Editorial
La lucha interminable contra el yihadismo
Occidente libra una lucha interminable contra el yihadismo que se alimenta de una multiplicidad de redes de adoctrinamiento, financiadas por docenas de grupos, gobiernos e instituciones vinculadas al rigorismo más extremo del islam.
Desde los terribles atentados del 11 de marzo de 2004, las Fuerzas de Seguridad del Estado han detenido a un total de 1.088 terroristas islámicos y han desarticulado un centenar de células islamistas, la mayoría en proceso de organización. En el resto de Europa, con cifras a partir de 2010, han sido alrededor de 5.000 los presuntos terroristas islamistas capturados, la mayor parte, también, antes de que pudieran actuar. Es, pues, un hecho que el intenso trabajo policial, la colaboración internacional y la concienciación de la ciudadanía han llevado a niveles de alta eficacia la guerra contra un tipo de terrorismo que, salvo excepciones, no responde a los cánones clásicos de las organizaciones criminales, sino que se sirve de individuos que actúan de acuerdo a instrucciones genéricas difundidas por las redes sociales, sin coordinación y sin redes de apoyo.
El mismo número de las detenciones practicadas dan cuenta de la magnitud de la amenaza a la que están sometidas las sociedades occidentales y de la dificultad objetiva de los cuerpos policiales para operar preventivamente contra unos asesinos sin vinculación previa con grupos terroristas y que se albergan en el seno de las comunidades de inmigrantes de origen musulmán, que en su inmensa mayoría rechazan el terrorismo, más si se escuda tras justificaciones religiosas.

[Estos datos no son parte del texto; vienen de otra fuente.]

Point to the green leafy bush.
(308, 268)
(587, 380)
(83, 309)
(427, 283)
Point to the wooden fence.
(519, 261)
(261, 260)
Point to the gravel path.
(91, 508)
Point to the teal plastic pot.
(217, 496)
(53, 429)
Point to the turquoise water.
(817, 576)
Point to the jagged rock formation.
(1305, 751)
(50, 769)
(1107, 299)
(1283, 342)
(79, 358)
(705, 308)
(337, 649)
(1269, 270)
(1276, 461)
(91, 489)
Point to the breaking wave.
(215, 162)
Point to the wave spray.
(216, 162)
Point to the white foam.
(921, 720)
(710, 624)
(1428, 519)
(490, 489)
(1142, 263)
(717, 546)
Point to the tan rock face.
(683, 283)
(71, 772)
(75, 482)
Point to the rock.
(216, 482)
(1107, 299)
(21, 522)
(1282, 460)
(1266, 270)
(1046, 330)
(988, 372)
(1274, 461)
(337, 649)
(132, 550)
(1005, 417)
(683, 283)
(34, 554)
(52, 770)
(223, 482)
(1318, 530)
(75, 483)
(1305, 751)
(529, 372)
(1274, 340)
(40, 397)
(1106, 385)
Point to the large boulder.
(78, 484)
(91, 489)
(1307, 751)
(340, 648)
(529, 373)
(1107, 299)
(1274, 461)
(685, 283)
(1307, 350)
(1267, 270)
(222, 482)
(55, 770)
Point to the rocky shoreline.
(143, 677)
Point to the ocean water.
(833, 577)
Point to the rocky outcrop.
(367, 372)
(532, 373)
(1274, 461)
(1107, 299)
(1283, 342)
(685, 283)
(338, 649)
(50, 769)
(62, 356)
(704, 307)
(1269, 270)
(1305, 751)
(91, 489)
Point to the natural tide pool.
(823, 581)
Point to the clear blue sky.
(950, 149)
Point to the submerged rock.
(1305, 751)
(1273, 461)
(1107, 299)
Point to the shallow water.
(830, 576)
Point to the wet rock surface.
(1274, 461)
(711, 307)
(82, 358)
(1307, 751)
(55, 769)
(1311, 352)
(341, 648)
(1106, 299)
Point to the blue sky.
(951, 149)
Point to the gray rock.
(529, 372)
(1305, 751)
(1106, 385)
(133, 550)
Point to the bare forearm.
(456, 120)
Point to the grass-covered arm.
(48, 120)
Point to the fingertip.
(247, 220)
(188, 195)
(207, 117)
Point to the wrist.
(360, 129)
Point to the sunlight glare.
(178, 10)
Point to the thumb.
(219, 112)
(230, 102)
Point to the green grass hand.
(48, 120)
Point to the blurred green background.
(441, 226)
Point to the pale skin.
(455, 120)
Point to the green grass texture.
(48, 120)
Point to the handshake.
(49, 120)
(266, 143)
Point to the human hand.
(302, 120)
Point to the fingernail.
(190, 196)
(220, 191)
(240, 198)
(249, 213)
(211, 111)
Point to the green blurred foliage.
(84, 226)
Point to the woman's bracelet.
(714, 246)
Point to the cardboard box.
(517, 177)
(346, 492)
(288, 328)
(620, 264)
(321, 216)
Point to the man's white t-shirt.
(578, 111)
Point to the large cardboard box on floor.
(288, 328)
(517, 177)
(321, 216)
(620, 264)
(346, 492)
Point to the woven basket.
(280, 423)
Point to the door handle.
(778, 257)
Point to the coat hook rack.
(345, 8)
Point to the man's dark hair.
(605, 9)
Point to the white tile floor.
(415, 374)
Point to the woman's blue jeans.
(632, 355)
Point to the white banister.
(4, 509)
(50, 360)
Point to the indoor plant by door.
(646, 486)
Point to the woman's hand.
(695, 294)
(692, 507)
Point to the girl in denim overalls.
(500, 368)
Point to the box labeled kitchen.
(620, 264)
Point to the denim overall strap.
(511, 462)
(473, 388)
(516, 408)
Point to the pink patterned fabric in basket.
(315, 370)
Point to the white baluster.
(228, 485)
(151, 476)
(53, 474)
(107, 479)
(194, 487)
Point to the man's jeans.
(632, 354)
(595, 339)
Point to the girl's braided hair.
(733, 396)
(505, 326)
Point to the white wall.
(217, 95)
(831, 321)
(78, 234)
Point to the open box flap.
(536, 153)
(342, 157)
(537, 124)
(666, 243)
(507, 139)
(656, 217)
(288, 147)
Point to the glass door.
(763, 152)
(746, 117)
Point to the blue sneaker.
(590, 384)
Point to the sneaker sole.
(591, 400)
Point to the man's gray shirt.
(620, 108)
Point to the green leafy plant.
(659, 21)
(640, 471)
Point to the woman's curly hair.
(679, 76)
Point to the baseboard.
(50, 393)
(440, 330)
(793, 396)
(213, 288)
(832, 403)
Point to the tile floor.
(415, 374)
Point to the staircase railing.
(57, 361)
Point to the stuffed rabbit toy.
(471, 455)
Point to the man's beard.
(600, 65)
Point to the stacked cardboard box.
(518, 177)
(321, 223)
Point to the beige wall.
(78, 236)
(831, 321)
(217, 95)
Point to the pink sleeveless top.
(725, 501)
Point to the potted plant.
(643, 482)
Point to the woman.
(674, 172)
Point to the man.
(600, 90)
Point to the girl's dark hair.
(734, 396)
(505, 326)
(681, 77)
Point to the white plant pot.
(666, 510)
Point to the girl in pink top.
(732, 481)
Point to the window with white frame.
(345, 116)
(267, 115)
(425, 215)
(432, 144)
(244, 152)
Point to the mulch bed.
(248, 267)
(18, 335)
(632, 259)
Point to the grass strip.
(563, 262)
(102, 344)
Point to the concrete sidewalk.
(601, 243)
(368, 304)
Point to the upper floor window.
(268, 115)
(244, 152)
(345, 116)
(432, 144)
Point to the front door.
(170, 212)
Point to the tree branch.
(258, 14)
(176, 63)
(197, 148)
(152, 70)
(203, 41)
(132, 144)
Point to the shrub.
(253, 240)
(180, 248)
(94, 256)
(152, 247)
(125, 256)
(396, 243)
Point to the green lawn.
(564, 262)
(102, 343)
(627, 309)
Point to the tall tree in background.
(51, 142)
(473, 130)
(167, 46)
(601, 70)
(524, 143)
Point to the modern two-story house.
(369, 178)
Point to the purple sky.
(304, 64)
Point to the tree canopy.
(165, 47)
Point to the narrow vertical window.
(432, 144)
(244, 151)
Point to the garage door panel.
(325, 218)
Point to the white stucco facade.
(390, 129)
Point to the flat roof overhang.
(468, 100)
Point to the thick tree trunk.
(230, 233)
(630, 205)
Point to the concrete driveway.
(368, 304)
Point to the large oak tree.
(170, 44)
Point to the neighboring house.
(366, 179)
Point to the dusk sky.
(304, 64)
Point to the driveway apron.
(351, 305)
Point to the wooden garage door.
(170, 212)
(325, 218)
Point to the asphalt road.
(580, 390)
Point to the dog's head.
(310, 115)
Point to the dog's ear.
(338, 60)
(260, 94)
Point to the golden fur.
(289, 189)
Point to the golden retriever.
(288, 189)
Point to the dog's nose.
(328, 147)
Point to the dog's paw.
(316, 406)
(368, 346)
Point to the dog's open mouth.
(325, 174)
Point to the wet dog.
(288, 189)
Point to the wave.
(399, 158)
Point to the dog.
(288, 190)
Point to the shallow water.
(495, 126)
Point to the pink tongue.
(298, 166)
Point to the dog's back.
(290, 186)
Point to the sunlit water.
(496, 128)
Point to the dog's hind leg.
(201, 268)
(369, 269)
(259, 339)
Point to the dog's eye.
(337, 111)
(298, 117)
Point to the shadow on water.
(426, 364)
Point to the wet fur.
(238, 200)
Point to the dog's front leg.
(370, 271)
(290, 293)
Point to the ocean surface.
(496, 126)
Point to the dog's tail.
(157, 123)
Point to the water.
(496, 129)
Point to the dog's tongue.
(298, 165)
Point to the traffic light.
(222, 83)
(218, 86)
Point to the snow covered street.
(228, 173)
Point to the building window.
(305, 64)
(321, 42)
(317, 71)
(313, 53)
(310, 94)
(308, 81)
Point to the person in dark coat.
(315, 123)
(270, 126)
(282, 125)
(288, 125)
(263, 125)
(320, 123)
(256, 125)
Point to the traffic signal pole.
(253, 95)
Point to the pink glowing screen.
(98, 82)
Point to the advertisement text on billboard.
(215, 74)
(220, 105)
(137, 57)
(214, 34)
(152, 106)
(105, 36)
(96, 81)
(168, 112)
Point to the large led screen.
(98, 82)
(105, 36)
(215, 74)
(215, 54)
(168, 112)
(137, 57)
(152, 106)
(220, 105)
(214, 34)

Perfiles como los del autor de los ataques de Algeciras del pasado miércoles, o del que cometió el mismo día el asesinato a puñaladas de dos viajeros en un tren al norte de Alemania, se repiten con frecuencia: inmigrantes inadaptados, en situación de marginalidad, con problemas penales previos y procesos de radicalización rápidos, generalmente a través de internet, a veces, influidos por la acción de imanes extremistas, en centros de oración salafistas en condiciones de semiclandestinidad.
Valgan estas consideraciones para, sin ánimo de minusvalorar la tragedia ni las responsabilidades institucionales a que haya lugar, poner en su justa medida circunstancias como la orden incumplida de expulsión que pesaba desde hace meses sobre el asesino. No es sólo que los procedimientos de expulsión sufran un colapso administrativo, con cientos de miles de órdenes pendientes, sino que el autor de los apuñalamientos no estaba en el radar de las brigadas especializadas en terrorismo islamista porque no había dado motivo a sospecha alguna.
La cruda realidad es que Occidente libra una lucha interminable contra el yihadismo, sin líneas de frente ni enemigo reconocible, que se alimenta de una multiplicidad de redes de adoctrinamiento, financiadas por docenas de grupos, gobiernos e instituciones vinculadas al rigorismo más extremo del islam. Es una tarea ímproba, que se lleva a cabo día a día, que consigue reducir la amenaza, pero que no garantiza la seguridad absoluta.